A survey by Winterflood Securities found 51% of investors believe trusts benefit ‘considerably’ from having an independent board – just 2% thought there was no benefit. Respondents said it was ‘part of the added value’ of trusts and ‘an important contributor to outperformance’.

Sausmarez adds: ‘If you’re a private investor it’s enormously comforting to know there is a group of highly qualified, diversely skilled people overseeing the manager. Mutual funds don’t have the same level of challenge.’

Yet while the board has the power to dismiss the manager, the manager has no such reciprocal authority. Board members, who are up for election each year, are answerable to shareholders, who can vote to have them dismissed.

Kerley adds: ‘I don’t have power over the board – they make decisions over and above senior management the same as with any listed company – but they live and die by their ability to meet shareholder expectations.’

The Janus Henderson fund manager meets with the board of his trust on a quarterly basis and enjoys the checks and balances an independent body provides.

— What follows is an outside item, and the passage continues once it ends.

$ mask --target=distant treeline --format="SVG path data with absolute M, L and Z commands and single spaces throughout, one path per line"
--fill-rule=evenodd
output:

They ask Kerley anything from basic questions about his process to more detailed queries about how the portfolio is positioned or why he has chosen particular stocks.

He says: ‘It’s important to have a good relationship and for the board to understand what you’re trying to do. There are times when you do well and times when you don’t, and you need a relationship based on respect and trust so you can explain why.

‘I’ve experienced boards in the past where the relationship breaks down and that’s when it can get quite tense.’ (HB)
DISCLOSURE: Daniel Coatsworth, who edited this article, has a personal investment in Scottish Mortgage.